2021's market opportunities

Increasing savings and avoiding debt stress in an uncertain world

2021's market opportunities

The world in 2021 is a very volatile place but it still has market opportunities. As the COVID-19 pandemic continues to play out, even international tourism could be turning the corner. Peter Wood, Managing Director of Bluestone New Zealand, sees the trans-Tasman travel bubble as a much needed economic boost and not just to tourism.

Domestically, the New Zealand housing market continues to ride high on the back of low interest rates.

“There is no doubt that the housing market has bounced back particularly well and continues to thrive,” says Wood.

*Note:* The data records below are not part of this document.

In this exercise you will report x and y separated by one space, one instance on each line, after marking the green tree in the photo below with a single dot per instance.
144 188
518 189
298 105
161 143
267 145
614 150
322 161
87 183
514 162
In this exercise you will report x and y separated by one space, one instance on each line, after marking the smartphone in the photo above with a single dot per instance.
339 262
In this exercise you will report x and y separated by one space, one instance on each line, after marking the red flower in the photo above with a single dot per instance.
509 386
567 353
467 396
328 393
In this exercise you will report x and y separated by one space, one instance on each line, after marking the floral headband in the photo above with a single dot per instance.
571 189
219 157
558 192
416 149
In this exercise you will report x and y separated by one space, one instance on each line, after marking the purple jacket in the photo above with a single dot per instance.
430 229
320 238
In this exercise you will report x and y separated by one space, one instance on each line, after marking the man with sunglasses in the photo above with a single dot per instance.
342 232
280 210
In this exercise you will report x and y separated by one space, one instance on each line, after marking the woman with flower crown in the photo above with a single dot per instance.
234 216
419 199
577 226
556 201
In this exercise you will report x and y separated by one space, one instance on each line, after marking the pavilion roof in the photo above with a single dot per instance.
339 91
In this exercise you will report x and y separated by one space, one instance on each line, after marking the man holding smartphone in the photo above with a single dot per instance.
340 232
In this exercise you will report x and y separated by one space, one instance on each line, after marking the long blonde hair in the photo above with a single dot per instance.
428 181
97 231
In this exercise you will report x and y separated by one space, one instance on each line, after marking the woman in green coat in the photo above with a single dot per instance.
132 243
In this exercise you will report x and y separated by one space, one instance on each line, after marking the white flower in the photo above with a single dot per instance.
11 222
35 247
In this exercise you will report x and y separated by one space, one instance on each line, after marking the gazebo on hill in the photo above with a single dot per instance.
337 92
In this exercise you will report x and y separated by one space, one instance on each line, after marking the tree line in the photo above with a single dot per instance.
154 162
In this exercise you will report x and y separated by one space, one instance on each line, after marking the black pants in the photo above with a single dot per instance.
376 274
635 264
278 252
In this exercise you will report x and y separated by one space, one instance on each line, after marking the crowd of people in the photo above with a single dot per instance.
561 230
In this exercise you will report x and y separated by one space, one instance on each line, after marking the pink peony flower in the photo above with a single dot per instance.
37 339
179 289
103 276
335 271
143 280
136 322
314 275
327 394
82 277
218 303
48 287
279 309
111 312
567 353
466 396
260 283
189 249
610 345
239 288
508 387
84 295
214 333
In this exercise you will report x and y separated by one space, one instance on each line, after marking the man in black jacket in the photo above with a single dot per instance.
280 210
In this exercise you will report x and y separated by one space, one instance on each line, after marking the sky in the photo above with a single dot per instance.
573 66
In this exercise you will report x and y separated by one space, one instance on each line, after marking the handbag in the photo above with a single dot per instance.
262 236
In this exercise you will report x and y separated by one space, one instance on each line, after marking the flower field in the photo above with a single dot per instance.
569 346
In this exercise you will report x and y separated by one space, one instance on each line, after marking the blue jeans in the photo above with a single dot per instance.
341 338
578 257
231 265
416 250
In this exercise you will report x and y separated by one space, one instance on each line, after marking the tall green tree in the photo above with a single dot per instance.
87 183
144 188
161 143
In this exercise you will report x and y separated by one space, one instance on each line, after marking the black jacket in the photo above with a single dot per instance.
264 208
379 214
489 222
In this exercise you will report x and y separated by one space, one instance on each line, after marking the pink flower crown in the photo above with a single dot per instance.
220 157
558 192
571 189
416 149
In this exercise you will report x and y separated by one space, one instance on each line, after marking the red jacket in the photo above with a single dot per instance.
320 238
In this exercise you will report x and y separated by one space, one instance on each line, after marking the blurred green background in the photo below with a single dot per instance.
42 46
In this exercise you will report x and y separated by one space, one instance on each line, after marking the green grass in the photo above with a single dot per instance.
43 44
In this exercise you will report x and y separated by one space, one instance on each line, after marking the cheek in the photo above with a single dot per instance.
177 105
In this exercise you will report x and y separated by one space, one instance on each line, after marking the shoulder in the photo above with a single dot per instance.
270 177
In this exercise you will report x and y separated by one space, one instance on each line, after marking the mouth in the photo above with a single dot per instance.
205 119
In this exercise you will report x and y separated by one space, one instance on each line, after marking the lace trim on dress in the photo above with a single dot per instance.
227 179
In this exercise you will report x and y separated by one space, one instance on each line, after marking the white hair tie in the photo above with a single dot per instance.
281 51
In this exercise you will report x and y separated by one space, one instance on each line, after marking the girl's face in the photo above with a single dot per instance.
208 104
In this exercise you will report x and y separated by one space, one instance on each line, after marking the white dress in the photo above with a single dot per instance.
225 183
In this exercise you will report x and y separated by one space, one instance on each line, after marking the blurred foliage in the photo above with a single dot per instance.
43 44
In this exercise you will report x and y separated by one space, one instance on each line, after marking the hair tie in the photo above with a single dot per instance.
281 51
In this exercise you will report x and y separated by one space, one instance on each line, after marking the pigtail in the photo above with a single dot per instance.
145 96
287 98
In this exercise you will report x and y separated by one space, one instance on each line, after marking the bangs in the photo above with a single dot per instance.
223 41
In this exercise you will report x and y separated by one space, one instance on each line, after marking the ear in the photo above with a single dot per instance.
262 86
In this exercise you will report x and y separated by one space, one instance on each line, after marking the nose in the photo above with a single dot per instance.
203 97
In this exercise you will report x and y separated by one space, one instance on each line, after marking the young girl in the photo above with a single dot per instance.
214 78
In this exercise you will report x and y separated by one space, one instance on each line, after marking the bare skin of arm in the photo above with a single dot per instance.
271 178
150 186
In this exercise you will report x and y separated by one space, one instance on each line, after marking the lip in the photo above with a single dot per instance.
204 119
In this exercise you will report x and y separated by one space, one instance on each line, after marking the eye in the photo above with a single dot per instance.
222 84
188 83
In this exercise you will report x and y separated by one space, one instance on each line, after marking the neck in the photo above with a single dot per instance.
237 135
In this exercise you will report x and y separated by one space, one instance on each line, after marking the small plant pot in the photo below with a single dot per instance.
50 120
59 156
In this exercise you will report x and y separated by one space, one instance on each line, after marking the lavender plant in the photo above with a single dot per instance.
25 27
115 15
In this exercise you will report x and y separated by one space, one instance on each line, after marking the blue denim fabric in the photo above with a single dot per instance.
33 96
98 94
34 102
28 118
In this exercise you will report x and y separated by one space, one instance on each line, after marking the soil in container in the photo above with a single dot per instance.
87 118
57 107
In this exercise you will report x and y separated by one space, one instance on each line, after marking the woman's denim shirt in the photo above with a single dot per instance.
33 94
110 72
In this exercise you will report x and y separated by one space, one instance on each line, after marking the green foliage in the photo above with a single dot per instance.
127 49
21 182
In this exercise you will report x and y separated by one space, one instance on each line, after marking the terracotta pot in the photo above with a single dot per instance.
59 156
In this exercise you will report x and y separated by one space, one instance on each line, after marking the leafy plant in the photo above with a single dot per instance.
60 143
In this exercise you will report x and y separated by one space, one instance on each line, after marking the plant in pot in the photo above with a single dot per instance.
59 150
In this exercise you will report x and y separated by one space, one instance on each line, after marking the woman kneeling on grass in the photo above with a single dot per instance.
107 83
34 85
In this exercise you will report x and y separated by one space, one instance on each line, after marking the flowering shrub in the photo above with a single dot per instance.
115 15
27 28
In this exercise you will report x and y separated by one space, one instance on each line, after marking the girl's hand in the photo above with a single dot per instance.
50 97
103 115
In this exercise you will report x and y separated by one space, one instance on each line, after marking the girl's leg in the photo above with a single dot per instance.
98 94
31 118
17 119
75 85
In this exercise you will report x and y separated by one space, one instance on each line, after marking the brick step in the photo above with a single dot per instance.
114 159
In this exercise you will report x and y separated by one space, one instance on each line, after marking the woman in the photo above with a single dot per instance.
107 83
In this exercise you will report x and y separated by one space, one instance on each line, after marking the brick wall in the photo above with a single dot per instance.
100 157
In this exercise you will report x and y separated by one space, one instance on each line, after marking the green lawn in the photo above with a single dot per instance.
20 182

He sees an opportunity in the recent actions by the Reserve Bank of New Zealand concerning high Loan To Value Ratio (LVR) and investor loans that could lead to credit tightening by the major banks.

“This, in turn, could lead to wider opportunities for non-bank lenders to accommodate some of this business,” he says.

Loans for the self-employed are also important for non-bank lenders. Wood encourages flexibility.

“Self-employed borrowers may have more difficulty than previously due to the fact that revenue streams from their businesses will potentially be down. This will most likely impact their capacity to fund new home loan purchases or consolidate short term debt using built up equity in their home.”

He says most major lenders require two years of financial statements to support any home loan application. This is problematic, even for recovering businesses, because of the financial ups and downs caused by the pandemic.

“It’s clear we need a flexible approach when it comes to assessing income for self-employed borrowers,” says Wood.

“We can provide that by using their business bank statements and GST returns, or even a letter from their accountant, which supports existing income streams.”

Some companies are also facing debts to Inland Revenue (IRD).

“These kinds of debts can be a dealbreaker for many lenders, which can make obtaining or refinancing a loan difficult,” says Wood.

“We’ve helped many self-employed borrowers consolidate IRD debt by refinancing their home loan, and with the end of the financial year upon us again, we expect more borrowers will be looking for this solution.”

However, despite the pandemic, Wood says market debt stress levels are not yet as high as some feared.

“One change we have seen is that people have built up more savings over the pandemic period. For example, many people who would have normally spent money travelling overseas, have instead put the money into savings.”

Wood says these savings and historically low interest rates may offset any debt stress and help borrowers maintain their commitments.

“Many borrowers also took up debt repayment holidays. It will be interesting to see what happens when debt repayment holidays come to an end and support for affected businesses reduces and expires over the coming months,” says Wood.

Consolidating debts – mortgages, personal loans, car loans, credit cards and short term loans – is often worth considering, although seeking independent advice from a licensed mortgage adviser would be recommended,.

“Borrowers who have a high level of short term debt at high interest rates ranging from 6% - 20% might want to think about consolidating these debts into one monthly home loan  repayment using the equity built up in their property over the past few years.”

Wood cites the case of a client who was looking to refinance their existing loan from a competitor, repay a personal loan from another lender and consolidate some small credit card debt. To do this, they needed $866,900 secured against an owner-occupied home worth $1,020,000.

“Because of the 85% LVR, they were not able to obtain funding from the banks,” says Wood.

“But they were able to obtain the funding they needed through our Near Prime product. As a result they consolidated their debt and now save $1,788 per month.”